Ex-carnival worker pleads guilty to murder in 1975 abduction of Lyon sisters

A one-time carnival worker accused in the 42-year-old unsolved disappearance of two young Maryland sisters pleaded guilty to charges of first-degree murder Tuesday, though he stopped short of admitting he killed them.

Lloyd Lee Welch Jr., 60, pleaded guilty to two counts of first-degree murder in the March 1975 kidnapping of Sheila Lyon, 12, and Katherine Lyon, 10, of Kensington, Maryland. One of the most high-profile unsolved cases in the Washington, D.C. area, the girls’ disappearance baffled investigators for more than 40 years.

The Washington Post reported that Welch was being held accountable for their deaths because even though he denied killing the girls, they died "in the commission of abduction with the intent to defile."

Welch was sentenced to 48 years in prison as part of an agreement with prosecutors. The defendant, who was scheduled to go on trial Tuesday, made the plea deal, in part, to also resolve two unrelated sexual assault cases he is facing, NBC Washington reported.

Welch is already serving a lengthy prison sentence in Delaware for the sexual assault of a 10-year-old girl.

Credit: AP Photo/Delaware Department of Corrections/News & Daily Advance via AP

Credit: AP Photo/Delaware Department of Corrections/News & Daily Advance via AP

The Lyon sisters' bodies were never found, but the NBC affiliate reported that investigators believe Welch burned the girls' bodies on family-owned land in Bedford County, Virginia, about 200 miles southwest of Washington, D.C. His murder charges were prosecuted in Bedford County based on that belief.

The Washington Post reported in 2015, when Welch was initially charged in the case, that he told investigators he snatched the girls so they could be sexually assaulted by him and his uncle, Richard Welch. Richard Welch was named a person of interest in the case, but was never charged.

"They were killed in order for their captors to escape detection," Bedford County Sheriff Mike Brown said in 2015.
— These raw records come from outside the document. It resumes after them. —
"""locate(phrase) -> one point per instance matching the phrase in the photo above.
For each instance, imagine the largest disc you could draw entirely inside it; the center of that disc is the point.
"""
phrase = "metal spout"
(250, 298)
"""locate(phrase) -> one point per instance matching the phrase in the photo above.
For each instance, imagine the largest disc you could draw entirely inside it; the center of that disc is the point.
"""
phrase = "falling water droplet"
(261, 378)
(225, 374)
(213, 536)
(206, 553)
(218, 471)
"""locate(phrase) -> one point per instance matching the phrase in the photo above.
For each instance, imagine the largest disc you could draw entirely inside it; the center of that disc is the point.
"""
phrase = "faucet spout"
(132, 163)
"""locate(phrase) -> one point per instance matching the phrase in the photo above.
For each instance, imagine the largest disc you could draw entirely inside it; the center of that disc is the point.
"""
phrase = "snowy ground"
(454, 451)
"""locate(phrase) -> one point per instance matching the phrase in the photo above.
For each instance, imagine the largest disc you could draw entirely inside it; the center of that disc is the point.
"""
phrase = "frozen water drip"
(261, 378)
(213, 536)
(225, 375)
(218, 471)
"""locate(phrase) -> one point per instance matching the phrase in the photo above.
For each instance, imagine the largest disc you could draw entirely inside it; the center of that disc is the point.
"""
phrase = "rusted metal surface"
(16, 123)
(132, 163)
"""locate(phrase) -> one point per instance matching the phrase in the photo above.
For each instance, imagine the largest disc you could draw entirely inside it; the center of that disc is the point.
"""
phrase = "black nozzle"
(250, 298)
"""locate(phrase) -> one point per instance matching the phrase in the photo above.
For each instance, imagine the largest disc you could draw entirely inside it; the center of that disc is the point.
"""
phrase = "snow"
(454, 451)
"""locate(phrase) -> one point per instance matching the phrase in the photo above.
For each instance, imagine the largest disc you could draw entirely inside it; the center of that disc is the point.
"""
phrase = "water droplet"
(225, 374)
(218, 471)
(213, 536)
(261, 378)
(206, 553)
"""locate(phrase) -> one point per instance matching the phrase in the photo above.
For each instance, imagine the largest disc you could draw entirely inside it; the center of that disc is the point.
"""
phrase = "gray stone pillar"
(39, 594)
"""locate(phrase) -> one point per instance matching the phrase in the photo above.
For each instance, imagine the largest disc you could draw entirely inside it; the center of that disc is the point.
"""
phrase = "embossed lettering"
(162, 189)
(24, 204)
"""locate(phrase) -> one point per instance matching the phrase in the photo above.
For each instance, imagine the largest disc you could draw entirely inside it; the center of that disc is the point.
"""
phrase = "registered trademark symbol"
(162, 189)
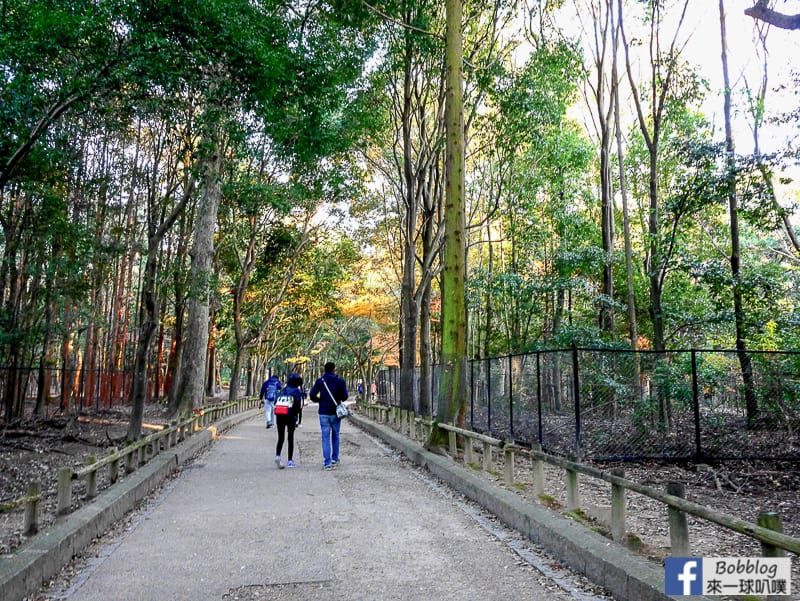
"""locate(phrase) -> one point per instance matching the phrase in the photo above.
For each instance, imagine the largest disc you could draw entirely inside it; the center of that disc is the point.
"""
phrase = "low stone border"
(625, 575)
(31, 565)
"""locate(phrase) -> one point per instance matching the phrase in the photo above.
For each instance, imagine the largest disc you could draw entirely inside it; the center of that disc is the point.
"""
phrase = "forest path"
(234, 526)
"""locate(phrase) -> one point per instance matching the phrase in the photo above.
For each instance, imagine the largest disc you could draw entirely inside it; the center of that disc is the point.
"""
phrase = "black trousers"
(285, 423)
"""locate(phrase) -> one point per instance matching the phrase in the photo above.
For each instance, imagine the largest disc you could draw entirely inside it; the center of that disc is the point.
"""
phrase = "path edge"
(29, 567)
(628, 577)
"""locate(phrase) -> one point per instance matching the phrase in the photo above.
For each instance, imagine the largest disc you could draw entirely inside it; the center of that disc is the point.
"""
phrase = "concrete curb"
(27, 569)
(625, 575)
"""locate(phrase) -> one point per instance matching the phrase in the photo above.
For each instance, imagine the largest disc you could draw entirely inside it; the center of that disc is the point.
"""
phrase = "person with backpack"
(269, 394)
(287, 406)
(329, 391)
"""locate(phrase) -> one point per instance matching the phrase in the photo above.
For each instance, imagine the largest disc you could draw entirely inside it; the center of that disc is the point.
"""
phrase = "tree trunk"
(193, 363)
(452, 403)
(409, 312)
(751, 404)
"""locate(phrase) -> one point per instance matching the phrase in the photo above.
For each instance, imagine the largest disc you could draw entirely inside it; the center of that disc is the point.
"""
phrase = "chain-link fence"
(617, 404)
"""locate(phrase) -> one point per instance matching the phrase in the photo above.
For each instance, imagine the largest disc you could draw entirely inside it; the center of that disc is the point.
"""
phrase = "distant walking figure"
(326, 391)
(287, 406)
(268, 394)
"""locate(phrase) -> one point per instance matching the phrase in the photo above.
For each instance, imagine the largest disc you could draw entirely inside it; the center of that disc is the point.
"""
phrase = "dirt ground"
(34, 450)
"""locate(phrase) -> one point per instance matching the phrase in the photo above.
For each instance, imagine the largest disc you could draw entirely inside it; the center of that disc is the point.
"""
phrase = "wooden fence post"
(678, 526)
(538, 471)
(64, 490)
(573, 492)
(469, 456)
(30, 524)
(130, 464)
(509, 465)
(113, 468)
(771, 520)
(618, 508)
(91, 478)
(487, 457)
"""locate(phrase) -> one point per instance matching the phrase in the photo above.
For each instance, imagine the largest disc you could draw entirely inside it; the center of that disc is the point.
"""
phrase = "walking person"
(328, 391)
(287, 406)
(267, 395)
(305, 394)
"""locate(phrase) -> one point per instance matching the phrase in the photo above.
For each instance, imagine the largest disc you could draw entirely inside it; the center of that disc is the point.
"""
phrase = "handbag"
(341, 409)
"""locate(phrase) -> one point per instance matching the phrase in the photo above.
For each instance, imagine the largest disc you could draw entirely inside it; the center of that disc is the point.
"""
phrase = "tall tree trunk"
(409, 312)
(751, 404)
(633, 322)
(192, 379)
(147, 329)
(452, 403)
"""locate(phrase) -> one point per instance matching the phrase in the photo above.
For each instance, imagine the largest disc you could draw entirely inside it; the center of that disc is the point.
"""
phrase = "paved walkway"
(233, 526)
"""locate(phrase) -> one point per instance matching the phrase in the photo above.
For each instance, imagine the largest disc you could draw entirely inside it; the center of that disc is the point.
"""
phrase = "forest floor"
(34, 450)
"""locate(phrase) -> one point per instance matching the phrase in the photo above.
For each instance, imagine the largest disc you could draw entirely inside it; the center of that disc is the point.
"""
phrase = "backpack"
(272, 391)
(284, 404)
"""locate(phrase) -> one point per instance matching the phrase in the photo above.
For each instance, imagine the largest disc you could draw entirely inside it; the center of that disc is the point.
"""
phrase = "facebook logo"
(683, 576)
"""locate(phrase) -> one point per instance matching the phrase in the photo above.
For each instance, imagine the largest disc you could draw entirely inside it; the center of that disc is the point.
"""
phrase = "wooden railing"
(767, 530)
(132, 456)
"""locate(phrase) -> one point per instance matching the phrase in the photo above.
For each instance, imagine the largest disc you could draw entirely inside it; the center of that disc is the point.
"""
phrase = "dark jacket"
(272, 381)
(319, 394)
(298, 395)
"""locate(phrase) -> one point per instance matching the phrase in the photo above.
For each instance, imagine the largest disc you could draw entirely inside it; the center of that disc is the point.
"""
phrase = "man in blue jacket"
(328, 391)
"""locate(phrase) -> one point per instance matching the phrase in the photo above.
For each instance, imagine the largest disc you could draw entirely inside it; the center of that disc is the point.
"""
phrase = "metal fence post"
(539, 395)
(698, 449)
(488, 396)
(510, 398)
(472, 395)
(576, 383)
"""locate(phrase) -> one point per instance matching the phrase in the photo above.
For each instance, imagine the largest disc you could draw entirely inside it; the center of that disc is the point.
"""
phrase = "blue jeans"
(330, 424)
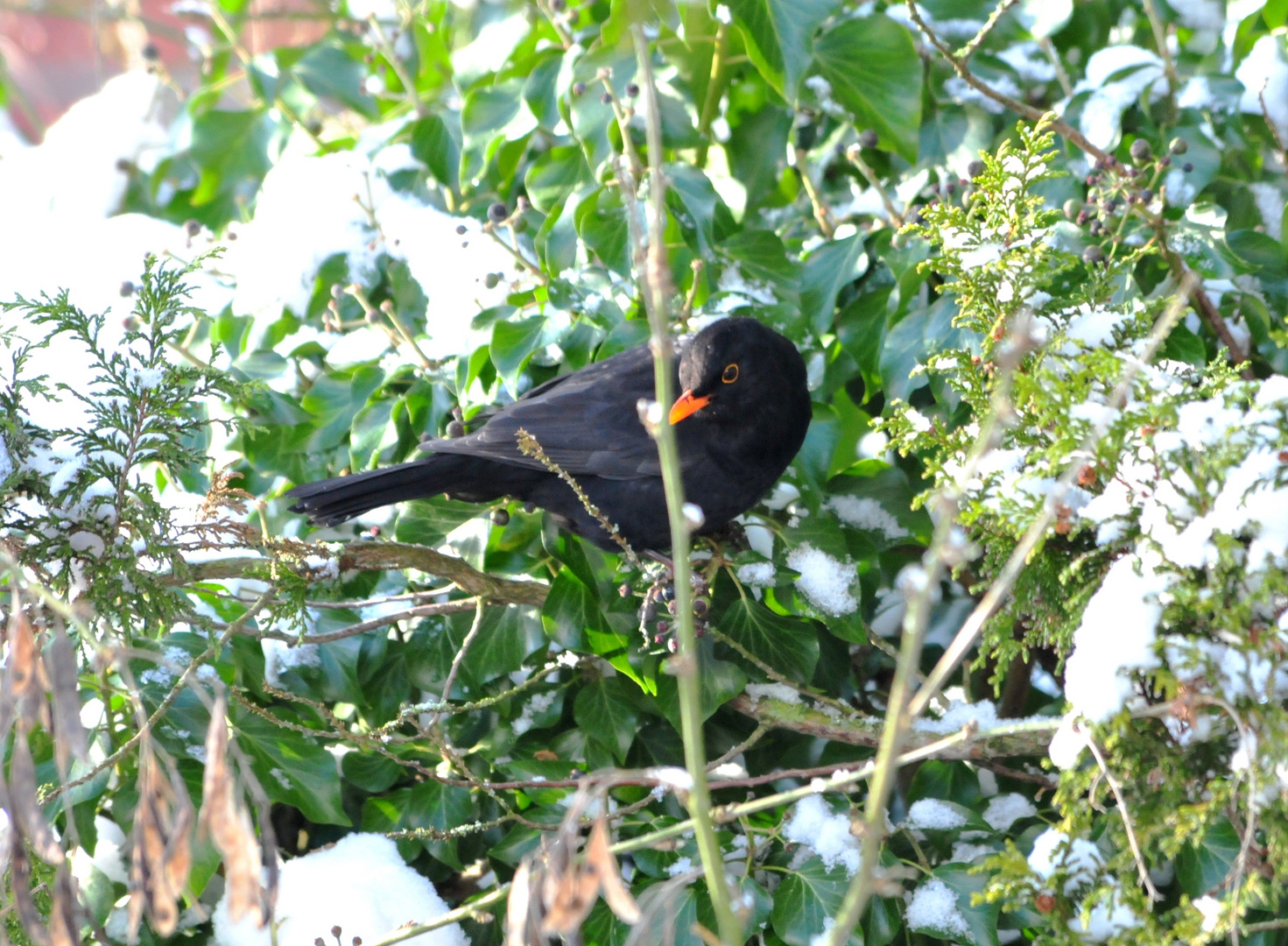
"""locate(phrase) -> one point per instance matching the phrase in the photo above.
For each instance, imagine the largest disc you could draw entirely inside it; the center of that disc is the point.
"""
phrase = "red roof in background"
(66, 52)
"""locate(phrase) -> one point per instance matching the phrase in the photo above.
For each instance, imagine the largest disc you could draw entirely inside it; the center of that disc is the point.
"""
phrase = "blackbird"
(740, 421)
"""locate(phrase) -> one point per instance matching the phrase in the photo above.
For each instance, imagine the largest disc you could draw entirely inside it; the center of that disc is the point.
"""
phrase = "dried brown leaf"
(19, 877)
(63, 928)
(229, 823)
(517, 907)
(24, 804)
(163, 853)
(616, 893)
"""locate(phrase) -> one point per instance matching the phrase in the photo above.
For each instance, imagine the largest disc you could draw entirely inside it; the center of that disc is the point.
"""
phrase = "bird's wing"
(585, 421)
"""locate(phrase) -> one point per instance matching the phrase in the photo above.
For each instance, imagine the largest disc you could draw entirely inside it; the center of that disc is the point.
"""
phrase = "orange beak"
(686, 405)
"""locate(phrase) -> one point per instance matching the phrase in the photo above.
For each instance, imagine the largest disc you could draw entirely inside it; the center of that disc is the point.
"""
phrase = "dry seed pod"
(229, 822)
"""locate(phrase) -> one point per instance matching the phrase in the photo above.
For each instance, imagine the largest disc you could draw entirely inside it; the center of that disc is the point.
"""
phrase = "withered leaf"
(24, 804)
(599, 858)
(229, 823)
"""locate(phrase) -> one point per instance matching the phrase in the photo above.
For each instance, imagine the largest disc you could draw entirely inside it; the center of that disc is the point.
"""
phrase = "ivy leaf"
(1203, 866)
(438, 145)
(603, 710)
(779, 36)
(788, 645)
(511, 346)
(828, 268)
(721, 681)
(876, 74)
(294, 768)
(554, 175)
(808, 897)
Prosecutors said Tuesday that the question of who, besides Welch, was involved in the murders of the girls remains unanswered. Investigators said other participants are either dead, or could not be tied to the crime.

"It keeps me up at night," one investigator told the Post.

The girls’ parents, both 77, and their two brothers were all present for Welch’s sentencing. The Post reported that the girls’ father, John Lyons, thanked law enforcement officers and cold case detectives who have worked the case for more than four decades.

"We just want to say, 'Thank you,'" John Lyon said after the hearing. "It's been a long time. We're tired and we just want to go home."

The Lyon sisters vanished March 25, 1975, on their way home from a trip to Wheaton Plaza, a shopping mall in the Montgomery County suburbs of Washington. Family members said the girls went to the mall to look at the Easter decorations, see friends and have lunch at a restaurant there.

Their older brother saw them eating pizza together, and a friend spotted them walking toward home, but they never made it.

NBC reported that investigators began looking at Welch as a person of interest in 2013, when they realized that a composite sketch in the case resembled a 1977 mugshot of Welch from a burglary near the mall where the Lyon sisters were last seen.

At the time of their disappearance, Welch was an 18-year-old former worker at a traveling carnival, the news station said.

A friend of the girls who was also at the mall told police she saw a young man staring at them and following them around the mall. The composite sketch was drawn based on her description.

The sketch was never made public because investigators were focused on an older man who witnesses said they saw talking to the Lyon girls. That man reportedly had a microphone and cassette recorder.

Police made a composite sketch of that man public, NBC reported.

Welch told a security guard at the mall that he saw the Lyon sisters leave with the man in the other sketch, the news station said. Investigators interviewed him, but were convinced Welch was after the $9,000 reward offered in the case.

When interviewed again in 2013, Welch admitted that he was at the mall the day the girls disappeared. He said he believed they'd been "abducted, raped and burned up," NBC reported.

The Post reported that in more recent interviews, Welch admitted leaving the mall with the Lyon sisters. He claimed that he later saw his uncle assaulting one of the girls.

Police affidavits obtained by the Post alleged that Welch showed up on his family's land, located on Taylor's Mountain in Bedford County, in March 1975 with two duffel bags that were stained red and had a strong odor of decay. Welch's cousin, Henry Parker, told police that he helped carry the bags and throw them onto a fire.

Connie Akers, another cousin of Welch's, told authorities that he asked her to wash a bag full of bloody clothing, which she refused to do, the newspaper reported.

Despite multiple searches on Taylor’s Mountain, no trace of the Lyon girls’ bodies has ever been found.